What's your opinion on the particular pairing above though? Am I correct in the thought that mixing working and show lines is generally a bad idea?


----------



## onyx'girl (May 18, 2007)

I don't think I am qualified to answer that....there are a few great members here that could though(the ones posting in the thread I linked above), you could pm them, they may see this thread and chime in however! 
My opinion of mixing lines is unless you really know what you are doing with the genetics, best not to mix show and working, thats were the experienced breeders come in, they know what pedigrees to match to get the best litter possible.


----------



## Castlemaid (Jun 29, 2006)

It is possible that you didn't go wrong in your selection of a breeder, you may have just been unlucky and ended up with a fluke, especially if the breeder does have a great track record in producing balanced dogs, and placing the right puppy in the right family.

Like Jane, I'm not knowledgeable enough to comment on pedigrees, but one thing that I saw on the sire is that he is line-bred 3-3 on Pike (I have a littermate to Jane's dog, Karlo, with Pike in the pedigree). My dog is very stable and gets along superbly with my slightly nuts, unsocialized, dominant rescue, so just goes to show that breeding is very needed to be left to the very experienced that can take the hard elements and balance them out. 

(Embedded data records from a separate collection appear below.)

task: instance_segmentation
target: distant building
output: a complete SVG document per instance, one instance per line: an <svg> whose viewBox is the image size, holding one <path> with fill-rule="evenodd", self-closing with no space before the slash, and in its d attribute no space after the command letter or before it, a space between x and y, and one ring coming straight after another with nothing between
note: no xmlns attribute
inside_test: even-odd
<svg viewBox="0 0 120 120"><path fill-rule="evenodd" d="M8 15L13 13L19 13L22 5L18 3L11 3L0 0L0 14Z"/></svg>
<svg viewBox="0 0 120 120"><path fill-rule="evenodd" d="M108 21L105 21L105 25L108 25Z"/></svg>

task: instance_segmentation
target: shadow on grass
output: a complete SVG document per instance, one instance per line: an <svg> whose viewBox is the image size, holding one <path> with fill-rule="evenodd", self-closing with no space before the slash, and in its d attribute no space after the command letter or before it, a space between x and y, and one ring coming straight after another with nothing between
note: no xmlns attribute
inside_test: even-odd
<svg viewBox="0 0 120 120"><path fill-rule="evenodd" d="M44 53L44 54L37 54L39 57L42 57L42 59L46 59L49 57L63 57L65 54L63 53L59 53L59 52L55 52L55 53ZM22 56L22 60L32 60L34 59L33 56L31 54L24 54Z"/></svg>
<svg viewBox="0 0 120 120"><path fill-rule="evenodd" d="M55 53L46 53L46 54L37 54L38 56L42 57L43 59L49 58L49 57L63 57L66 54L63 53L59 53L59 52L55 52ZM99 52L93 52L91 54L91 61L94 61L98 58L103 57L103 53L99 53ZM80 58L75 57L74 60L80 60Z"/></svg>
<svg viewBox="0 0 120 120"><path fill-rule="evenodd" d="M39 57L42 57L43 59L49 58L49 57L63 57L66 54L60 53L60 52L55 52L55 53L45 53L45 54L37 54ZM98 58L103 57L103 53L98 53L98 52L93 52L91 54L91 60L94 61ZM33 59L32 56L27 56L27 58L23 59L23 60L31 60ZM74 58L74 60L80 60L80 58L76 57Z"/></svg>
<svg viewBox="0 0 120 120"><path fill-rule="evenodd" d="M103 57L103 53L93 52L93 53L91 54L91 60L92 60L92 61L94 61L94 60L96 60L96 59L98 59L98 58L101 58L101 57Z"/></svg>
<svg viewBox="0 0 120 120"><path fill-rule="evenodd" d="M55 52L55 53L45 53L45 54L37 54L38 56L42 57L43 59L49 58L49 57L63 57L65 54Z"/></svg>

Did the breeder pick the pup for you based on your description of what you wanted? It is possible that the breeder is not as skilled as others in evaluating or picking the right puppy, or that the puppy started out just being an average pup, with average drives, and later as he matured developed in a different direction than expected. 

I also have heard from many knowledgeable sources that dog aggression is genetic, so if you are concerned about your new pup getting along with you existing dog, make sure that you are satisfied that both parents are naturally dog-social and non dog-aggressive. 

I sympathize, I have made the choice in the past to return a pup to the breeder after having had him for a year - it was, and still is, very hard, but was grateful to the breeder for being responsible and ethical and accepting long-term responsibility for the dog.


----------



## Hackez (Oct 28, 2009)

Lucia: Unfortunately after seeing the aggression in Sasha I began to do some research. All of her litter-mates exhibited aggression issues and the breeder let us pick the puppy. (This in itself should have been a red flag...)

I have since learned that even other litters they have had exhibited aggression issues. The breeders are very good people. I just believe that as others have said breeding is a very fine art that takes a LOT of knowledge and experience to get right.


----------



## Castlemaid (Jun 29, 2006)

That's too bad, makes me sad when people don't really know what they are doing and are responsible for bringing so many unstable, aggressive dogs into the world. 

I would second Diane's (JakodaCD's) recommendations above - no personal experience withthe mentioned breeders, but active members on this board that have a lot of people's respect, including mine.


----------



## Hackez (Oct 28, 2009)

I sent Blackthorne an email and am awaiting a response. I appreciate all the help/advice given.


----------



## wolfstraum (May 2, 2003)

You may want to contact vom Silbersee in VA as well as a show line raised in a family environment may suit you better..........

the two dogs you posted above are working lines.....I had some dealings with the breeder of the sire several years ago - she is a commercial operation out in Arizona, and had rotating kennel doors - dogs would have a few litters and be gone and replaced, specializing in blacks...the dam is working lines, and her dam is several generations from titled dogs, probably very few tested for anything temperament - I actually was surprised when I went to 5 genrations that the dam was WGR working lines because the names of the dogs were not indictative of a breeder following any type of SV style program. And that type of breeding (lack of) testing criteria is where the temperament problems start from!

Lee


----------



## GSDElsa (Jul 22, 2009)

It looks like the sire is workling line and the dam is 1/2 working, 1/2 showline (both German and American from what I see?). 

There are definitely cases where pairing showlines and working lines can work, but it does take someone knowing what they are doing. A WGSL breeder I know in NH just did a breeding with her female and a working line dog. Obviously no idea how the puppies are going to turn out at this point, but she does both SchH and SAR with her dogs and I've seen 2 full showline dogs of hers work extensively. I would definitely say that both of those dogs have a lot more working drive than what is generally thought of as being common in showline dogs. So I'll definitely be curious to see the pups in a couple years.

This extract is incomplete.